# Where do you buy your bands?



## Boardcutboy (Sep 21, 2013)

What type of bands do you use mainly? where do you buy them from? how much do they cost?


----------



## treefork (Feb 1, 2010)

Buy bulk exercise band, rotary cutter and self healing mat. Make your own and shoot a lot !


----------



## e~shot (Jun 3, 2010)

Check here


----------



## All Buns Glazing (Apr 22, 2012)

The postage will be a bit rough from simple-shot, Irfhan.

I do recommend making your own though! Much cheaper and so much better than buying them.


----------



## Samurai Samoht (Apr 6, 2013)

I typically buy 6ft sections of theraband gold off of Amazon.com for around $9 (shipping included), but Im not sure if thats helpful info for you since it would definitely cost more to ship to your location.

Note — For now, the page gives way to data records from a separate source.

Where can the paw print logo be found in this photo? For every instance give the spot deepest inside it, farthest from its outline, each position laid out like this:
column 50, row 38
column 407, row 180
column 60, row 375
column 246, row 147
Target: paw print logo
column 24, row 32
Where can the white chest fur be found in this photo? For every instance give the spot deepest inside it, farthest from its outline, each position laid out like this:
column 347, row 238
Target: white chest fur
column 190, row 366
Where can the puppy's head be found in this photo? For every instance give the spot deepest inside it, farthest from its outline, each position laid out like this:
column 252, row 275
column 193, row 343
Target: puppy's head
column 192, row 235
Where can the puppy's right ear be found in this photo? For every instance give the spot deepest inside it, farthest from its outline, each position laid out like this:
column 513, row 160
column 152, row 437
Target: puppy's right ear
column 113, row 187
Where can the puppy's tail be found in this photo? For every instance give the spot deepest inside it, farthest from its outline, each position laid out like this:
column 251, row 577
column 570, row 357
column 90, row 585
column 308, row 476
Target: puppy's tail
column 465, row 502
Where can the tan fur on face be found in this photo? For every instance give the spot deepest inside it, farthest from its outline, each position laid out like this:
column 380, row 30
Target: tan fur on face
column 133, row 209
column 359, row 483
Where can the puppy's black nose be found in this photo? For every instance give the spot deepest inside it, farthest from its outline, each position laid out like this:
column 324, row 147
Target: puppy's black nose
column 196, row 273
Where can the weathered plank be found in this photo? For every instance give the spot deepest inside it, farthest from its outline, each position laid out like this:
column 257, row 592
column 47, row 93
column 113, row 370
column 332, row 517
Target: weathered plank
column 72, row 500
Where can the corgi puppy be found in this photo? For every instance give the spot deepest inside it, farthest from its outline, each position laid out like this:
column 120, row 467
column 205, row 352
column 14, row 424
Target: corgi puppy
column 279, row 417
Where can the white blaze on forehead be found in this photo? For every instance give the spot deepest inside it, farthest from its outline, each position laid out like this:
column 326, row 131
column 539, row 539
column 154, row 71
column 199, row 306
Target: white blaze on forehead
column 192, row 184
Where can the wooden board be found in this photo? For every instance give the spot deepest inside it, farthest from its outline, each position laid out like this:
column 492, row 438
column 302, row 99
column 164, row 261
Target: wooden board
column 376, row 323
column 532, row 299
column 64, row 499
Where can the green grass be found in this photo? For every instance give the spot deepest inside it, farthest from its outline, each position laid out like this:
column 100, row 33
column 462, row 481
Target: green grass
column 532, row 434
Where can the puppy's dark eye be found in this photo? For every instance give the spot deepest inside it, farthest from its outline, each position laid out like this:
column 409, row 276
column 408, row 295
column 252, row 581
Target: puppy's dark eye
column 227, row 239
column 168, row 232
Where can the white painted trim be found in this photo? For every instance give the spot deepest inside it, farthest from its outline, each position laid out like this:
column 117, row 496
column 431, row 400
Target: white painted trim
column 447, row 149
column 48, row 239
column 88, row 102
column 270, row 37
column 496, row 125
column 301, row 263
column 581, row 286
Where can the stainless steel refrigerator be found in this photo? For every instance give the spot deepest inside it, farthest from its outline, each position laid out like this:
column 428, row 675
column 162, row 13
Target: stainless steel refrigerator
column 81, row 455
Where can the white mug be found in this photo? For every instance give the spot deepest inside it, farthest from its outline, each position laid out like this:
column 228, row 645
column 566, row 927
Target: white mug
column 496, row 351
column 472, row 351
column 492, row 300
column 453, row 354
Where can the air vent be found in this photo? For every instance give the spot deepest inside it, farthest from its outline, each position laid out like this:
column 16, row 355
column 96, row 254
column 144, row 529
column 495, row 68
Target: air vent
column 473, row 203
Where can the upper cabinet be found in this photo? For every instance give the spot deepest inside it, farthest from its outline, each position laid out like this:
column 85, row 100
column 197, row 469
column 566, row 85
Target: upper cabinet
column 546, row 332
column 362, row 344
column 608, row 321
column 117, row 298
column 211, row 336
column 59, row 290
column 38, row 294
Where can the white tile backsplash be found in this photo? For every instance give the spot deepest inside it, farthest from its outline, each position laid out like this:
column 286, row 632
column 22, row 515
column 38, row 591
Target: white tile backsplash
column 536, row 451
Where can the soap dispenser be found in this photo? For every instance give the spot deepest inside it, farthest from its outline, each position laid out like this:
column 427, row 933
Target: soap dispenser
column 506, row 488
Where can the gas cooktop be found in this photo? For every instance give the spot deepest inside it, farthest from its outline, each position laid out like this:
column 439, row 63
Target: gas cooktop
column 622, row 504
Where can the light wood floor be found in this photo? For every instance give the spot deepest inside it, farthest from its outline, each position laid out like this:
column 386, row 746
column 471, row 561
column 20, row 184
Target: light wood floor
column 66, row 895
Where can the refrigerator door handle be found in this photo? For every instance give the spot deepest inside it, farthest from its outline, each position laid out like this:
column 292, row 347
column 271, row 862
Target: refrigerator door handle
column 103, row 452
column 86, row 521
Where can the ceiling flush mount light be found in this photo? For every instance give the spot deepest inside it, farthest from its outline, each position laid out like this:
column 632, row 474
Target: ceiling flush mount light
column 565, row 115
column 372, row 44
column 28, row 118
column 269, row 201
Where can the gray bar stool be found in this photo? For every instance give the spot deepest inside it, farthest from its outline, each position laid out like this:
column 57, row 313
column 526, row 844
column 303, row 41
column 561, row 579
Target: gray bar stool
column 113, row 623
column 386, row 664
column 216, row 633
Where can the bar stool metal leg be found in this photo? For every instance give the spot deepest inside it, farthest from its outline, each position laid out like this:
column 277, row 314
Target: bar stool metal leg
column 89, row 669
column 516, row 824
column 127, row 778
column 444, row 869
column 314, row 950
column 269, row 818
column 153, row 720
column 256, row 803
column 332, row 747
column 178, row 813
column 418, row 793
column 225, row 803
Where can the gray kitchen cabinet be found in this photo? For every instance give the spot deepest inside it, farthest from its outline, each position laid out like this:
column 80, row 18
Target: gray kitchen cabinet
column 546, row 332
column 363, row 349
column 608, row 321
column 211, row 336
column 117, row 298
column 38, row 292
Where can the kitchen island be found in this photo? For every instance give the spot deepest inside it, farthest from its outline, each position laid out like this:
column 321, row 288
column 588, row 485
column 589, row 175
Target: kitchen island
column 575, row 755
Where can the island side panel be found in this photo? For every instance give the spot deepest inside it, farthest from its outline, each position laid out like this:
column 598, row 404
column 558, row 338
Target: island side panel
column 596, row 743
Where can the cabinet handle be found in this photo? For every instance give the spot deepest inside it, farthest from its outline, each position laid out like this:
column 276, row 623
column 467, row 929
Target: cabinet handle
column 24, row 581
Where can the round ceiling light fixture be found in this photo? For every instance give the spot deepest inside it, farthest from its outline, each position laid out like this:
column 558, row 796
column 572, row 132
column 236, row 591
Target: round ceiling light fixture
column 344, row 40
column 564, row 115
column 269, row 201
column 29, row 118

But making your own band sets is going to be the most economical.

Best of luck.


----------



## amm1266 (Mar 27, 2013)

you can always buy the bands in the exercise area in Walmart or Kmart ... they come in lite med and heavy about $10 ...


----------



## Boardcutboy (Sep 21, 2013)

Thanks for your replies!

I am probably going to buy some theraband black from ebay.


----------



## All Buns Glazing (Apr 22, 2012)

It's great latex for plinking!


----------